Do you have any idea whether you actually have workers' compensation insurance if you need it, or are you trusting your employer to take care of you?
If so, your trust may be misplaced. According to investigative reporters, many North Carolina businesses don't have the required coverage for their employees.
North Carolina law states that employers with three or more employees have to carry workers' compensation insurance in case one of those employees is injured on the job. Not having the insurance is illegal—if the employer is found negligent, meaning his or her noncompliance was essentially out of ignorance or an accidental lapse, the crime is a misdemeanor. If the noncompliance is willful, the crime is a felony.
According to a state audit, at least 52,000 businesses lack the required workers' compensation insurance. Since the North Carolina Industrial Commission's new director of Compliance and Fraud Investigations took office in 2013, a database has been established that tries to flag companies who may be non-compliant for investigation.
Originally, the commission could essentially only identify a business that lacked the appropriate insurance once someone got injured and tried to file a claim. In 2013 and early 2014, before the database began, the commission had charged only about 10 employers with breaking the law. Since April of 2014 alone, the commission has brought 1,300 businesses into compliance and collected $2.5 million in penalties.
The types of employers who lack workers' compensation coverage are surprisingly broad. It isn't just factories and construction companies that neglect to get coverage. Other businesses caught without insurance include a dentist, cleaning services, towing companies, a bakery and even an insurance company that sold workers' comp policies.

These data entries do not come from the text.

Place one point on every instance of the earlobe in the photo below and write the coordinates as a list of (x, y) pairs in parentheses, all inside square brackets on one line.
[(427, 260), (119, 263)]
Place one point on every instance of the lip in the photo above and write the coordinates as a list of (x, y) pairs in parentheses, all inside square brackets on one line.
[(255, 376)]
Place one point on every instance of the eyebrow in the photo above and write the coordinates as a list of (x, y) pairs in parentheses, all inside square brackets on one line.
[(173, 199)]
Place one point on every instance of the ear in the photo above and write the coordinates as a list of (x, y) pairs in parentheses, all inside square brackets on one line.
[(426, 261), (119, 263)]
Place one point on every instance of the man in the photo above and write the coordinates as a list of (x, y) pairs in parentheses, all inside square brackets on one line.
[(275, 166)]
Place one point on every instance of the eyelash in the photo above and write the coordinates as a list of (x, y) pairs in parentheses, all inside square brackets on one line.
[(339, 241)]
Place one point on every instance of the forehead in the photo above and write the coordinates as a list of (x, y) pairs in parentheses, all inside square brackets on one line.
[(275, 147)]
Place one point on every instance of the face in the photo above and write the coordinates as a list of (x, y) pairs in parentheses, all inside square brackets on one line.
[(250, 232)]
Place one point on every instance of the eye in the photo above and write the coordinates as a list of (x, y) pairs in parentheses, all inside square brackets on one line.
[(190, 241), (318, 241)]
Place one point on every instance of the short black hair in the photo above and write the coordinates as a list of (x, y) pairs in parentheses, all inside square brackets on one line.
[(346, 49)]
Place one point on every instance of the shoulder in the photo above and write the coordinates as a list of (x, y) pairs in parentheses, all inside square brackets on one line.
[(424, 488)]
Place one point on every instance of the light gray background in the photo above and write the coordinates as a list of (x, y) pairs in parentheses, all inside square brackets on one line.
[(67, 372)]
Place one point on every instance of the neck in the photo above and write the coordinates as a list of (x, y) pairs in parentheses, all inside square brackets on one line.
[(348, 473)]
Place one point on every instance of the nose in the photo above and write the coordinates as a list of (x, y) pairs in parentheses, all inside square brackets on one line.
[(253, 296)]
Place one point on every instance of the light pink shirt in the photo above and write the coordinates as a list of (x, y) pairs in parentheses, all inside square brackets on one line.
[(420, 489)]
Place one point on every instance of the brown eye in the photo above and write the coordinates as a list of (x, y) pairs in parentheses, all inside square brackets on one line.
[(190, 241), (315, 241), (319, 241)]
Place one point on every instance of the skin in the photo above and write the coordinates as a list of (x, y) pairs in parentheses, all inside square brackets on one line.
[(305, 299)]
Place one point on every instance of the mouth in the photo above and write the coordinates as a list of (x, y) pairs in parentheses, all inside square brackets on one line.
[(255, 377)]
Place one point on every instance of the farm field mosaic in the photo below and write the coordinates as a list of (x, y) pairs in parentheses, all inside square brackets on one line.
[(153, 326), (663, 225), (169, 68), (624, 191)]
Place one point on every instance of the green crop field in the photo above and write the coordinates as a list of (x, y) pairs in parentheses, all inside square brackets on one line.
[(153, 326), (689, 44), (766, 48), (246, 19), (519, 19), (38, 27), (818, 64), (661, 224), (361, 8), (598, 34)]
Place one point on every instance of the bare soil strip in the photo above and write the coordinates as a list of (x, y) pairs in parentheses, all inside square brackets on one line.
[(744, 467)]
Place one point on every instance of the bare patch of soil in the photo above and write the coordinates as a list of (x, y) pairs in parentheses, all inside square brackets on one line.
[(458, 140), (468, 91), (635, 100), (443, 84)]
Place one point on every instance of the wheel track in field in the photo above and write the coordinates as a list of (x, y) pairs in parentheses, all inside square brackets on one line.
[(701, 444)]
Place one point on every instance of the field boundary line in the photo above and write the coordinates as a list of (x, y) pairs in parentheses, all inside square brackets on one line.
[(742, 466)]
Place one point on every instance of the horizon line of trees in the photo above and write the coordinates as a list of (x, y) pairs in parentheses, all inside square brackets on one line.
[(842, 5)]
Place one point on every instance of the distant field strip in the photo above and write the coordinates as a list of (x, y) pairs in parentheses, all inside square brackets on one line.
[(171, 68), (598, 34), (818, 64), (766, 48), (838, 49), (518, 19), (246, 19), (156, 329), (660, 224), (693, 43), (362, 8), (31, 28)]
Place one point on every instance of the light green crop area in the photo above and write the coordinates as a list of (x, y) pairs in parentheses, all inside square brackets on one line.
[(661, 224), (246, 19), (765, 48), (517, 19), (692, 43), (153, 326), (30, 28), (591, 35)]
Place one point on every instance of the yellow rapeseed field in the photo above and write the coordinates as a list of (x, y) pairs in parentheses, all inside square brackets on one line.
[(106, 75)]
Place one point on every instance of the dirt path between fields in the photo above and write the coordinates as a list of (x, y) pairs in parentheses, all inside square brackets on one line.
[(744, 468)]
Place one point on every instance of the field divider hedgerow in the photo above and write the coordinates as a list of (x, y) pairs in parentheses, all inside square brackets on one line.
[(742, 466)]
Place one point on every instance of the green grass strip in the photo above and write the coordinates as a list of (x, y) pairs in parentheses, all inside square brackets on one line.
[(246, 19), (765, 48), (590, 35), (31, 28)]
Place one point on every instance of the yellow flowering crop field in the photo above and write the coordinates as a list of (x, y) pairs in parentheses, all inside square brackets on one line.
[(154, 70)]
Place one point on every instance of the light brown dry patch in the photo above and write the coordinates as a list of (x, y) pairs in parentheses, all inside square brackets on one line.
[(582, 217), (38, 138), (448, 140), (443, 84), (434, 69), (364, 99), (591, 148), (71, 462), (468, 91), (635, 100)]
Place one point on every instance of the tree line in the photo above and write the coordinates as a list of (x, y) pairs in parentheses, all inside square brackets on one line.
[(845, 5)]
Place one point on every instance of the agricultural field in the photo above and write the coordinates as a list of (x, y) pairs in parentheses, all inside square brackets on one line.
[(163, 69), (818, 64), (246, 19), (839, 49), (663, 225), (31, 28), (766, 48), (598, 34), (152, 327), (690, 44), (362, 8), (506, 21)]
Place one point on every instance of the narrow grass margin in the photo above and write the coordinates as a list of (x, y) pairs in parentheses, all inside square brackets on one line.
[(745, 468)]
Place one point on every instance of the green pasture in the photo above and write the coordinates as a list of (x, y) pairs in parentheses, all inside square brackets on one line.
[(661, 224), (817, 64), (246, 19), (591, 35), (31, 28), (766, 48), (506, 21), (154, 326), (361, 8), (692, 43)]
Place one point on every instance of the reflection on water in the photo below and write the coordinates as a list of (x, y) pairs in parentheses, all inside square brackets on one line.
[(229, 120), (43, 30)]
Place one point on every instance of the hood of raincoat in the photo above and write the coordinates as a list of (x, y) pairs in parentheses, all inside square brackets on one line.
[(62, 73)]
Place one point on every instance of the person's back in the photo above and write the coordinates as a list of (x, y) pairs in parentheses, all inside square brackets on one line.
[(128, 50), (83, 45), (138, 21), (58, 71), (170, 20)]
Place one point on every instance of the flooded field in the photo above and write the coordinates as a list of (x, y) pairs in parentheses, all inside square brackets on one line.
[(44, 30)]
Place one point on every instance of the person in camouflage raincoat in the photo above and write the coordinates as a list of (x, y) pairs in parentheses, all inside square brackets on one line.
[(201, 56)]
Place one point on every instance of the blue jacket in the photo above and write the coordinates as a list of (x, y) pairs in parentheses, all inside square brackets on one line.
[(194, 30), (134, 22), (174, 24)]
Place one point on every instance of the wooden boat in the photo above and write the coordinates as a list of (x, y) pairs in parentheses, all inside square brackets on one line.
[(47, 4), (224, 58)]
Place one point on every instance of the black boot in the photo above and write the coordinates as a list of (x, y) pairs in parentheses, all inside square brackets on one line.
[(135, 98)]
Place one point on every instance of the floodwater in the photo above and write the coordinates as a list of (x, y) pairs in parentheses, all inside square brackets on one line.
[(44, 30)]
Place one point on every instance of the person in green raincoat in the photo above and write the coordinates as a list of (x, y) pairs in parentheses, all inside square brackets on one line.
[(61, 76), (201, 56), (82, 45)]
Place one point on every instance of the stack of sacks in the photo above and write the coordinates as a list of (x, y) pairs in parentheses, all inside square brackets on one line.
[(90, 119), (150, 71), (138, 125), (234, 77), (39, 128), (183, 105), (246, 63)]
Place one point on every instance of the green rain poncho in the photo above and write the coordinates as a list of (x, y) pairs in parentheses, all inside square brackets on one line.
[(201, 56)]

Not having coverage doesn't relieve an employer of the obligation to pay an injured workers' bills or other compensation—but it makes it hard on the injured worker to collect. They often have to seek a judgment in order to get their fair compensation and hope that they can enforce it.
It's wise to make inquiries about your coverage. Your employer should have no qualms about telling you what company handles their workers' comp plan. If your employer doesn't want to tell you, you might consider that a red flag.
If you are injured on the job, the advice of a workers' compensation attorney can be helpful, especially if you find that your employer has no insurance.